Я не ставлю себе таких глобальных задач, как революция. Меня больше увлекает эволюция как гармоничный процесс. Революция всегда означает кровь, боль и смерть. Хотя, будучи человеком молодым, я занимался панк-акционизмом и чувствовал себя революционером. Но, видимо, я постарел, мне скоро уже 40 лет.
Тем не менее появляется мода на эзотерику — недавно открылся алхимический музей в Кронштадте. Вы замечаете эту тенденцию?
В юности я увлекался эзотерикой. Я состоял в одном театре, где эзотерика была во главе угла, а вся остальная деятельность — скорее следствием эзотерических опытов. Меня это довольно сильно травмировало — и тогда я в целом разочаровался в мистическом подходе к искусству, мне это виделось профанацией.
Тема алхимии — не самая известная даже среди интеллектуалов. Есть расхожие мифы о золоте из свинца, эликсире бессмертия, попытках создать искусственного человека —гомункулуса. Что для вас алхимия в современном мире? Как она соотносится с квантовой физикой, генной инженерией и цифровым бессмертием?
Все, что касается науки, психологии, современного искусства, во многом похоже на алхимию. Мне кажется, что многие практики в принципе имеют бесконечное число пересечений.

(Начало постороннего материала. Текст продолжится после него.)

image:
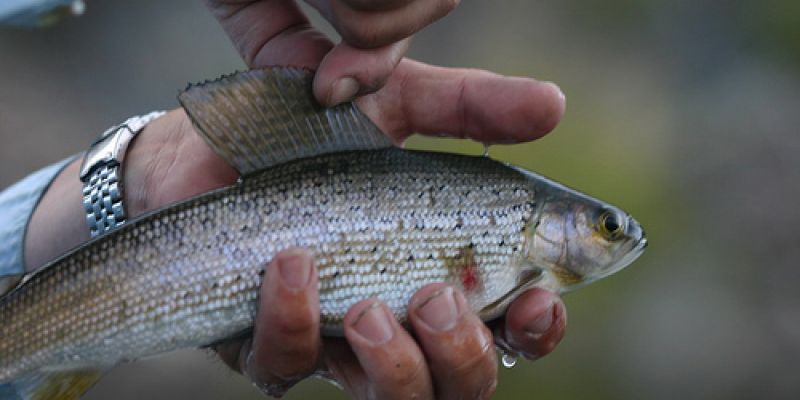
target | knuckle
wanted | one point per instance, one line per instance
(449, 5)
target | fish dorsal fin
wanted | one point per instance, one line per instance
(260, 118)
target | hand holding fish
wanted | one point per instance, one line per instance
(169, 162)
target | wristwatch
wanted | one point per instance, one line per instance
(101, 174)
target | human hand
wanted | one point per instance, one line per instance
(169, 162)
(450, 356)
(375, 36)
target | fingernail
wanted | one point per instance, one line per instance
(539, 326)
(373, 324)
(343, 90)
(439, 311)
(295, 269)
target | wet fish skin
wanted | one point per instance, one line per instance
(382, 223)
(379, 221)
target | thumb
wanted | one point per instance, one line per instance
(346, 71)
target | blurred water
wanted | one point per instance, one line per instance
(683, 113)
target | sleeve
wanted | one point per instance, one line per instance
(16, 207)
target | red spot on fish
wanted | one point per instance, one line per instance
(469, 276)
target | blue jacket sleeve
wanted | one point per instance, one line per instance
(16, 207)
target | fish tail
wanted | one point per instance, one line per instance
(61, 385)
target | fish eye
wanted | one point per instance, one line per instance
(610, 226)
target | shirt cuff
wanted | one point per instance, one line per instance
(16, 208)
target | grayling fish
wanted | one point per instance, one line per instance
(380, 222)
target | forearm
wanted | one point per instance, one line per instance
(161, 167)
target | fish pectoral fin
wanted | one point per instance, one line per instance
(59, 385)
(264, 117)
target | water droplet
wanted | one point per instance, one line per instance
(509, 360)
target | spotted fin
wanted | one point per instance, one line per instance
(260, 118)
(60, 385)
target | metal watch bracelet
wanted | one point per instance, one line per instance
(102, 176)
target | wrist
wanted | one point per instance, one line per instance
(165, 163)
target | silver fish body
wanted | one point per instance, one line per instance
(380, 223)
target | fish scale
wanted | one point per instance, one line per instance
(200, 263)
(380, 221)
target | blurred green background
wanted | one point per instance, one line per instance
(684, 113)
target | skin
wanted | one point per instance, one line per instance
(451, 353)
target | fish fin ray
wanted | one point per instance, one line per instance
(61, 385)
(264, 117)
(8, 283)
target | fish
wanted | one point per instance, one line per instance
(380, 222)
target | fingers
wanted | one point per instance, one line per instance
(457, 344)
(270, 32)
(347, 71)
(474, 104)
(535, 323)
(385, 363)
(286, 340)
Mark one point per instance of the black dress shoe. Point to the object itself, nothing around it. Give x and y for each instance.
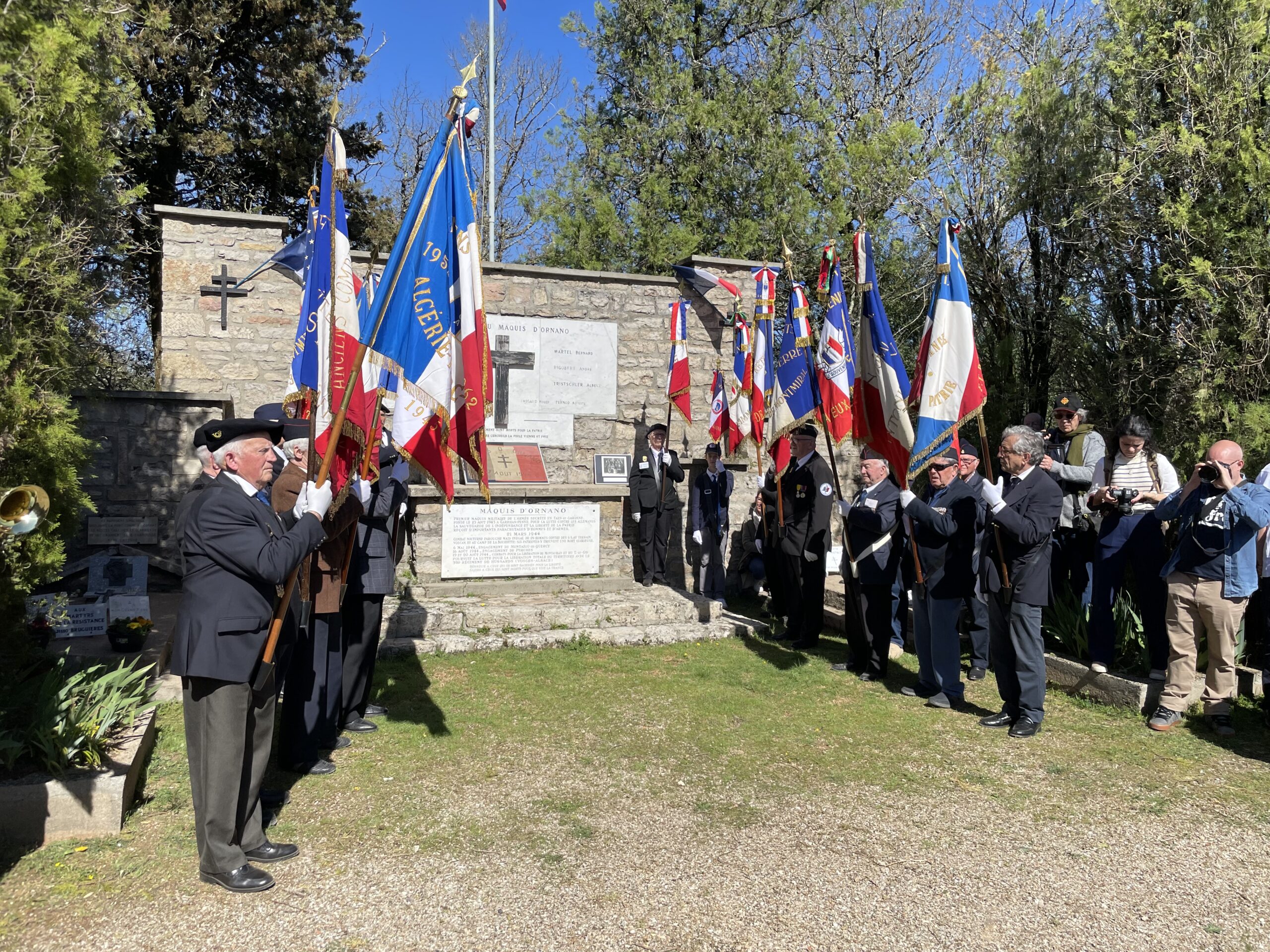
(275, 797)
(1024, 728)
(246, 879)
(999, 720)
(272, 852)
(316, 769)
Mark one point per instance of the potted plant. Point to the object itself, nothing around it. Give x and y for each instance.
(128, 634)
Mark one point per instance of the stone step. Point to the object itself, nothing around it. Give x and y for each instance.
(539, 612)
(723, 626)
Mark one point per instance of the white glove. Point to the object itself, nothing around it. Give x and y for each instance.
(302, 506)
(318, 498)
(992, 493)
(362, 490)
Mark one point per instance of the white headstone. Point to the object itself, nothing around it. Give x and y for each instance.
(531, 538)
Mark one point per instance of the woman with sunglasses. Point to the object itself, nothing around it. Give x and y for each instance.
(1128, 485)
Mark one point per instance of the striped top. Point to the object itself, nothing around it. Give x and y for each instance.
(1136, 474)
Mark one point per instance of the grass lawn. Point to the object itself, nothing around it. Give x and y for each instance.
(732, 725)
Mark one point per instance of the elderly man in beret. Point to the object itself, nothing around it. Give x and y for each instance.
(238, 556)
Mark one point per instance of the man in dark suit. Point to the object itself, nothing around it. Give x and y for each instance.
(974, 607)
(1025, 509)
(238, 556)
(203, 481)
(944, 529)
(314, 691)
(371, 577)
(807, 502)
(708, 508)
(877, 538)
(654, 500)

В этом смысле мне нравится путь и способ мышления Далай-Ламы: он часто встречается с учеными из разных областей, и это помогает ему объединять свои знания и представления религиозной сферы с научным подходом, и это заслуживает уважения.
Можно ли прожить на деньги, зарабатывая исключительно театром?
Можно, но надо много и радостно трудиться.